Edward Thomas Poet

The Green Elm with its one great bough of gold, lets leaves slip into the grass, one by one…

The poem ‘October’ by the poet Edward Thomas could be written about the landscape of the Hangars that rise behind the village of Steep. Alas no elms here any longer but a swathe of beautiful woodland that could inspire any of us to write.

Edward Thomas Poet

View from the Shoulder of Mutton Hill Steep

Edward Thomas was a celebrated writer, born in Lambeth a student of Oxford University. His writing included book reviews, prose and a novel and he only turned to writing poetry, which he considered the most noble of literature, when he moved to Steep. Thomas and his family made the move when he and his wife Helen decided their children would be educated at Bedales School. The author lived in three different houses in the village and drew inspiration to write his poems from the beautiful countryside around.

On the Shoulder of Mutton Hill, high above the village of Steep, sits the Edward Thomas Memorial stone and it was the walk up to this hill that Edward Thomas regularly made, that inspired the poem ‘When I first came here’.

WHEN first I came here I had hope,
Hope for I knew not what.
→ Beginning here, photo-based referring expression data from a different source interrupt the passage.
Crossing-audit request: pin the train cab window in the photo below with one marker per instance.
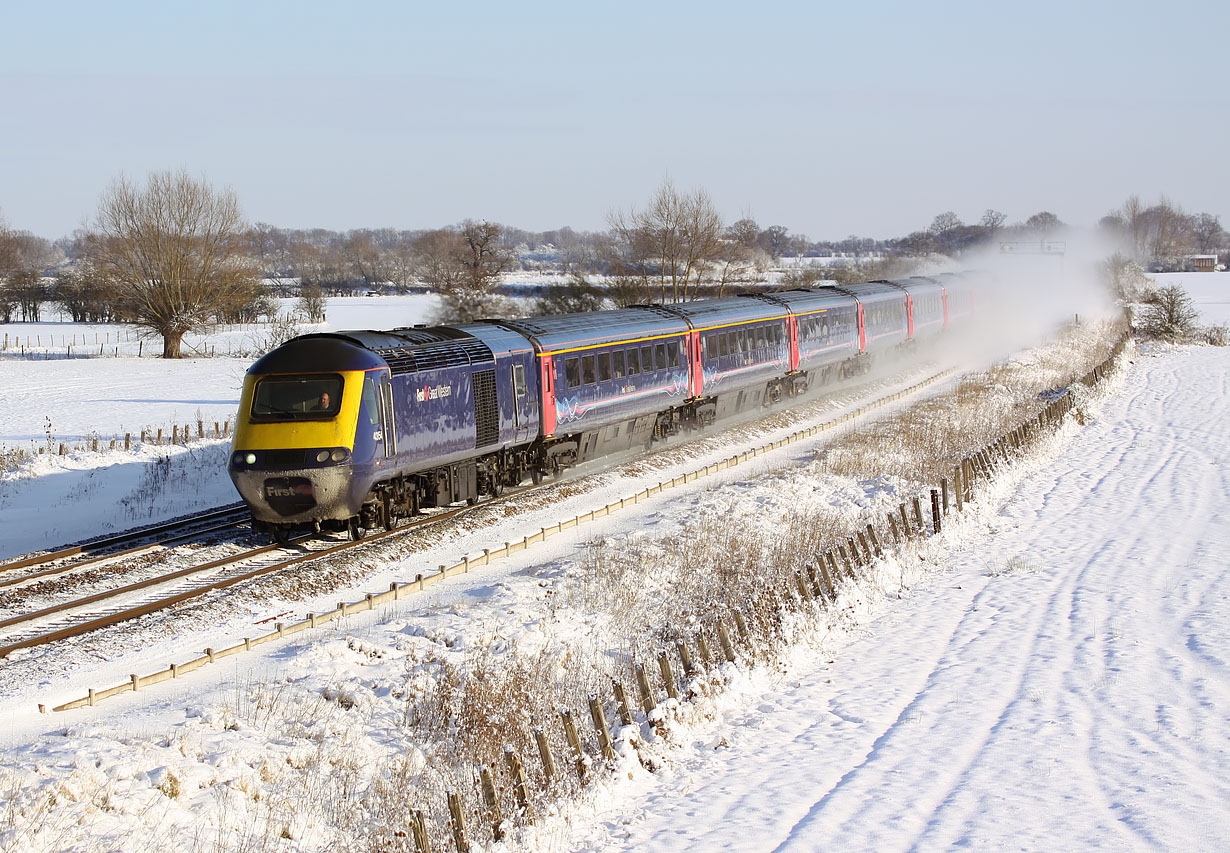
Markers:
(287, 398)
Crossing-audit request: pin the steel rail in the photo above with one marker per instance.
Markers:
(170, 601)
(119, 538)
(129, 552)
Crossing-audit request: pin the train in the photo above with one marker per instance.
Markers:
(351, 431)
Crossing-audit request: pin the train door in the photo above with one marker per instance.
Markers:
(694, 363)
(792, 341)
(524, 415)
(546, 385)
(388, 424)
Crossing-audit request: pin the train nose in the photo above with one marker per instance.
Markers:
(289, 495)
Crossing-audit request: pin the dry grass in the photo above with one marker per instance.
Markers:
(926, 441)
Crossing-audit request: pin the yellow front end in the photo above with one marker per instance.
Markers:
(293, 435)
(276, 464)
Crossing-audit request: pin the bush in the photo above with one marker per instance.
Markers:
(1170, 315)
(1217, 335)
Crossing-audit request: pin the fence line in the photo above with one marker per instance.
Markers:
(503, 799)
(422, 581)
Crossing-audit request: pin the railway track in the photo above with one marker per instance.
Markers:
(112, 607)
(130, 543)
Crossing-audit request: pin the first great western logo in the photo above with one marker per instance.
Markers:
(433, 393)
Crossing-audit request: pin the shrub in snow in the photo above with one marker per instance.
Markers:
(1171, 315)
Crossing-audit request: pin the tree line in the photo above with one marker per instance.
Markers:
(175, 255)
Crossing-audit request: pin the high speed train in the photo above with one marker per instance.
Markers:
(353, 430)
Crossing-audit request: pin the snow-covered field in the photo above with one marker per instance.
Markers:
(70, 399)
(1059, 683)
(1049, 673)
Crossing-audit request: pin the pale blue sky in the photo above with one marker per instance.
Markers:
(864, 118)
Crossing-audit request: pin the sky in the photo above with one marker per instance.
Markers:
(830, 120)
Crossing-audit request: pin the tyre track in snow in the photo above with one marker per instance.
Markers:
(1064, 687)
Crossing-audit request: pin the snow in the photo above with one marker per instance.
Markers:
(1209, 291)
(1060, 683)
(1051, 672)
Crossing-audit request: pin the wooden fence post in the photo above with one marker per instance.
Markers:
(725, 639)
(458, 822)
(685, 659)
(492, 801)
(642, 682)
(544, 753)
(668, 677)
(706, 656)
(875, 540)
(570, 732)
(520, 790)
(845, 561)
(625, 710)
(866, 549)
(742, 627)
(604, 734)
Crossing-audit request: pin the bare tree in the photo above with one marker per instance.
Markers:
(991, 222)
(1044, 223)
(174, 250)
(1207, 234)
(672, 244)
(464, 266)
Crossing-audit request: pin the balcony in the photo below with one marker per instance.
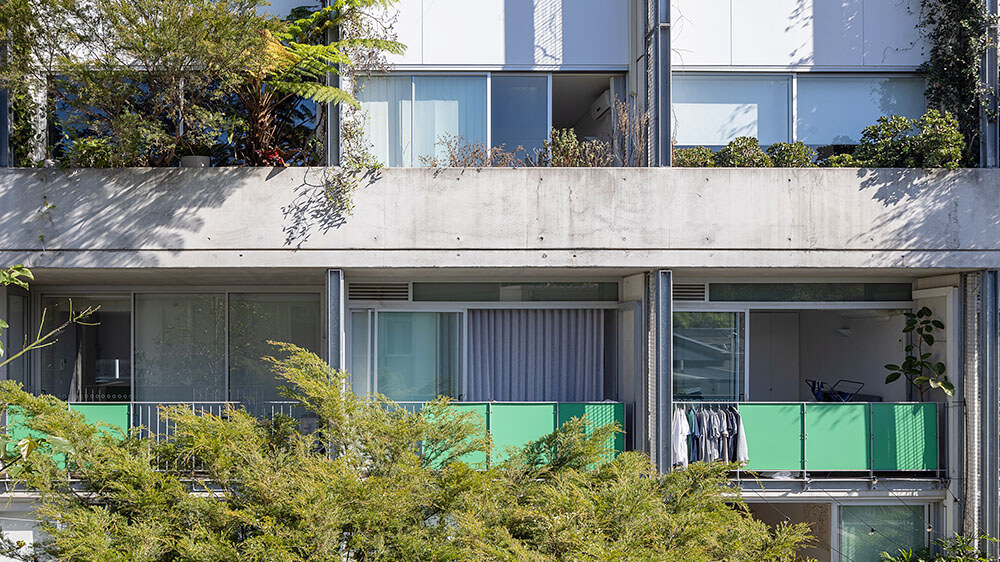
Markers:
(509, 424)
(825, 437)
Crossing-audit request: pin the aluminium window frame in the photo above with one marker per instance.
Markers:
(488, 74)
(793, 75)
(373, 307)
(837, 519)
(35, 367)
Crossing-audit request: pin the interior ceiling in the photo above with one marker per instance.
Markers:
(316, 276)
(573, 94)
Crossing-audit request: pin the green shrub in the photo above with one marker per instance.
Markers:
(743, 152)
(940, 143)
(933, 141)
(791, 155)
(694, 157)
(886, 144)
(840, 161)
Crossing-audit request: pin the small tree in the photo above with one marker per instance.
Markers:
(917, 366)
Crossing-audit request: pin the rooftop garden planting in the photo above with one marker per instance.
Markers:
(933, 141)
(148, 82)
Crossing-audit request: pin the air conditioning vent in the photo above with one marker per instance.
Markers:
(378, 291)
(696, 292)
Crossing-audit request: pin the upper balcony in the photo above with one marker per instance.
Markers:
(621, 218)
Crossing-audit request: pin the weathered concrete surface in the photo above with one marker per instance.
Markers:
(612, 217)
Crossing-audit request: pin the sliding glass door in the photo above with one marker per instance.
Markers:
(709, 355)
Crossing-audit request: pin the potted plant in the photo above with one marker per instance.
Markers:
(917, 366)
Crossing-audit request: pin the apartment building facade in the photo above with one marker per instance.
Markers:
(535, 294)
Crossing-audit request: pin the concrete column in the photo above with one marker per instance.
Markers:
(336, 301)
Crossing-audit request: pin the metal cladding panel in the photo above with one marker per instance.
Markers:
(837, 437)
(774, 436)
(103, 415)
(599, 415)
(514, 425)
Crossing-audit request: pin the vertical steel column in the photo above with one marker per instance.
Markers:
(990, 410)
(5, 122)
(663, 295)
(658, 78)
(989, 132)
(336, 301)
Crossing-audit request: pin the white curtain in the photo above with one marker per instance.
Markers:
(536, 355)
(447, 106)
(387, 103)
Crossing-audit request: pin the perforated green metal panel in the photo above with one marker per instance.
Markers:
(774, 436)
(905, 436)
(104, 415)
(513, 425)
(837, 437)
(599, 415)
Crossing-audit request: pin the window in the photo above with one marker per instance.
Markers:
(835, 109)
(515, 292)
(418, 355)
(256, 318)
(810, 292)
(867, 530)
(520, 112)
(708, 355)
(713, 110)
(88, 362)
(408, 118)
(180, 347)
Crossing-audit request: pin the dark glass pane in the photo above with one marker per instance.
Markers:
(810, 292)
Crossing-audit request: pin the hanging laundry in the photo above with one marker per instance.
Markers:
(707, 433)
(679, 436)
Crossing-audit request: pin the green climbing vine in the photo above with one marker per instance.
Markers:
(957, 34)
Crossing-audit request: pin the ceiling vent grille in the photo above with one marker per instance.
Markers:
(378, 291)
(691, 292)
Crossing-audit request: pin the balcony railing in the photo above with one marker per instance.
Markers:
(509, 424)
(842, 437)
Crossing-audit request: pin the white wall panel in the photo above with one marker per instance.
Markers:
(463, 32)
(772, 32)
(514, 33)
(796, 33)
(701, 32)
(891, 37)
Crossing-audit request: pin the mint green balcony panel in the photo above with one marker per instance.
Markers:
(905, 436)
(774, 436)
(513, 425)
(837, 437)
(104, 415)
(598, 415)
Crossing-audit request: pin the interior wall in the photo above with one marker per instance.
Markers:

Fast beat
My heart at the sight of the tall slope
Or grass and yews, as if my feet
Only by scaling its steps of chalk
Would see something no other hill
Ever disclosed. And now I walk
Down it the last time. Never will
My heart beat so again at sight
Of any hill although as fair
And loftier. For infinite
The change, late unperceived, this year,
The twelfth, suddenly, shows me plain.
Hope now,–not health nor cheerfulness,
Since they can come and go again,
As often one brief hour witnesses,–
Just hope has gone forever. Perhaps
I may love other hills yet more
Than this: the future and the maps
Hide something I was waiting for.
One thing I know, that love with chance
And use and time and necessity
Will grow, and louder the heart’s dance
At parting than at meeting be.

Edward Thomas PoetThe stone was erected by Walter de la Mare in 1937 and the view of fifty miles of the South Downs is stunning.

In the village itself there are many references to Edward Thomas. His death during the First World War at Arras in 1917, is remembered on the village war memorial in Mill Lane and in the church he is commemorated by two engraved windows by Laurence Whistler.